JACKSON COUNTY, MS (WLOX) - Some South Mississippi teens are tackling issues on an international scale, from the spread of terrorism to fears over Ebola. On Thursday, students from three schools took part in a mock United Nations conference in Jackson County.
"With our growing military, we feel the need to be able to possess this device," one student stated.
Three Hancock County students took on the roles of diplomats from North Korea. They requested the right to test a nuclear warhead.
"This is just for protection," the young man said.
They had to state their case to persuade other countries to support them. They fielded some tough questions from other delegates.
"Who do you think you're trying to protect yourself from," one student asked the panel.
The Mississippi Gulf Coast YMCA and William Carey University hosted the first mock United Nations conference in Jackson County.
"It brings kids that have awareness of these global issues to meet with other students of similar interest and gets them to talk to each other and really get passionate about things outside of just our nation," said Mississippi Gulf Coast YMCA Associate Executive Director Catarina Johnson.

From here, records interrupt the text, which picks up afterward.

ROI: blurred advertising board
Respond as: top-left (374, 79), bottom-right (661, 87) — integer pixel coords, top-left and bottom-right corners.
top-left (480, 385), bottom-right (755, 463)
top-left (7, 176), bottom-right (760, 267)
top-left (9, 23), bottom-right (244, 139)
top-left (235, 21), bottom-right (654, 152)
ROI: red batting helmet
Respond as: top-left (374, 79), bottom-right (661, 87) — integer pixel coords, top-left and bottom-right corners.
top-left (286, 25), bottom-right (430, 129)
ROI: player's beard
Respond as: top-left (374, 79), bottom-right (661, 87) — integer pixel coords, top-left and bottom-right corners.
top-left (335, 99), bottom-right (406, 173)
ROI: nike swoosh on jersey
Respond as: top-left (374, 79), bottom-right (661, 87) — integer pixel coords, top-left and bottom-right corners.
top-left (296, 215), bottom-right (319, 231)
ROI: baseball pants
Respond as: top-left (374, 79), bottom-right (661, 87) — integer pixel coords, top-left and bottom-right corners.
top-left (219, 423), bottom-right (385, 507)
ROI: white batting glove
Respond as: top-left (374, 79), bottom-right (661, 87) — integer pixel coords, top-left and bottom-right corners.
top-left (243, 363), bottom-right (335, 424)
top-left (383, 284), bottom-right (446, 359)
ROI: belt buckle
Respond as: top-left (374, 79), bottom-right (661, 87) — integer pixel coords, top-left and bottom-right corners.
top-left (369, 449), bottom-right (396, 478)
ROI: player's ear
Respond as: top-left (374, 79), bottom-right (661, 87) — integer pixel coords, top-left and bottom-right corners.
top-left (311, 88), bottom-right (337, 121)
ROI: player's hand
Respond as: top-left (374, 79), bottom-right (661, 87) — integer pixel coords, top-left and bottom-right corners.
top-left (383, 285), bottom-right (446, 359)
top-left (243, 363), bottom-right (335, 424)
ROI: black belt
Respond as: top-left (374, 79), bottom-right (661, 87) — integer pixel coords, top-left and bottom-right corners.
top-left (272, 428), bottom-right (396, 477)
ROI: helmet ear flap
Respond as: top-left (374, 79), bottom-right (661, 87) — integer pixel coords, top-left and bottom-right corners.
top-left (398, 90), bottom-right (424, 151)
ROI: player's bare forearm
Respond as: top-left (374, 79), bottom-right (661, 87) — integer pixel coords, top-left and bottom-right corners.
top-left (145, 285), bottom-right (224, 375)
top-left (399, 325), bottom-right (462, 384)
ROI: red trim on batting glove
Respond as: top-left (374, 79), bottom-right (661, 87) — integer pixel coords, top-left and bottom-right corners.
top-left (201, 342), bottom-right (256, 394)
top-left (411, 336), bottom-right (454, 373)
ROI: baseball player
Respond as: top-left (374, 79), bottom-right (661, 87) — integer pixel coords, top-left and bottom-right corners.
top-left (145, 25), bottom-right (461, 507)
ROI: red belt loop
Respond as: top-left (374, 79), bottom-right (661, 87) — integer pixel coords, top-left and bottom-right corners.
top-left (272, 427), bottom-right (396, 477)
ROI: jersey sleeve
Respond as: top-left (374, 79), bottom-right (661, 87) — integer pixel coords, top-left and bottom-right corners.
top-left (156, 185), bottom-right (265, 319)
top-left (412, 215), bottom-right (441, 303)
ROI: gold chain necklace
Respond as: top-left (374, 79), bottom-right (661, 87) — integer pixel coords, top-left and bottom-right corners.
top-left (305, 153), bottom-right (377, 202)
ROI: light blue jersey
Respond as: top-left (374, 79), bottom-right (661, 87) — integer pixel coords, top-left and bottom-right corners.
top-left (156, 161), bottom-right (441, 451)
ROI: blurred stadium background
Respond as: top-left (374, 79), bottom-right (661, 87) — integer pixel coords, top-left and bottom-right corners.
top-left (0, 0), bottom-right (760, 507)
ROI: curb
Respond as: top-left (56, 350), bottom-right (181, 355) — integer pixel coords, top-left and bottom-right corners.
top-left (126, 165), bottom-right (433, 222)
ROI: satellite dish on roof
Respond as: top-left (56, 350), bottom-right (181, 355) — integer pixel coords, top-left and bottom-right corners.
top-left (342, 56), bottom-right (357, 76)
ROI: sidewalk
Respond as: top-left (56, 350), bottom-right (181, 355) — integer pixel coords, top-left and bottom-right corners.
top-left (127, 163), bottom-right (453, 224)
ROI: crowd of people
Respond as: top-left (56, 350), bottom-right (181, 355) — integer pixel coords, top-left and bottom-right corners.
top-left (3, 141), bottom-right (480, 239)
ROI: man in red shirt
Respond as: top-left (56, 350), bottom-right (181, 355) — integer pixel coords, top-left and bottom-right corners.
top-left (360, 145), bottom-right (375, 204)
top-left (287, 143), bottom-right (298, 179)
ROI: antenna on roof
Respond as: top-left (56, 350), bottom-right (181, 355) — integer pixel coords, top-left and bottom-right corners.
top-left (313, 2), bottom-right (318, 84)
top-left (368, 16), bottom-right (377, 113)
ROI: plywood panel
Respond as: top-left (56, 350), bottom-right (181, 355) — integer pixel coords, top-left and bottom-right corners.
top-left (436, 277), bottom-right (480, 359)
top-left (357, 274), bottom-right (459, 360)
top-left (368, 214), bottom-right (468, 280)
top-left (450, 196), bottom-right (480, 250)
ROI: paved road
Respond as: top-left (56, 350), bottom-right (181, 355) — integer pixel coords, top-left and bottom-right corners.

More than 30 students from Bay-Waveland Middle School, Biloxi Jr. High and Pass Christian High had to pick a country, research the major problems in that country then go before the U.N. conference to fight for their cause. The top groups were chosen to present their case before the U.N. General Assembly.
"I've learned how the U.N. works, how important it is for other nations to work together to battle problems," said Bay-Waveland 8th grader Liam McKeon.
Many of those problems could spread to other parts of the world. For instance, one group looked at how Ebola in Sierra Leone could affect chocolate lovers.
"With the farmers getting sick from Ebola, they're not able to take care of the crops and which means there's no more cocoa. Which means price rises in chocolate, and we can't have that," said Biloxi Jr. High 8th grader Millie Perdue.
The students were being exposed to moral and political issues as they sought solutions to problems plaguing the world.
"We're trying to get medical centers and funding for our programs and education and doctors and just get the word out," said Millie.
"I've chosen the country of Oman. It's in the Middle East, and we've chosen it mainly because of terrorist threats from the terrorist group ISIS," said Liam. "We've asked the mock U.N. for troops, ammunition, all sort of resources that could help us defend our country."
Students who attend the conference may go on to compete at the state, regional and national levels.
"I learned a lot about Canada, a lot more than I thought I ever would, and it has been an amazing experience. I've learned more about politics than I ever thought I would, and more about government and how exactly it works," said Brynna Pustay, of Pass High.
"I think this is a passion for them. I don't think they'd be doing it if they didn't have the desire to go out there and make changes in our world," said Johnson.
Awards were given out for Best Written Proposal, Best Presenter and Outstanding Diplomats.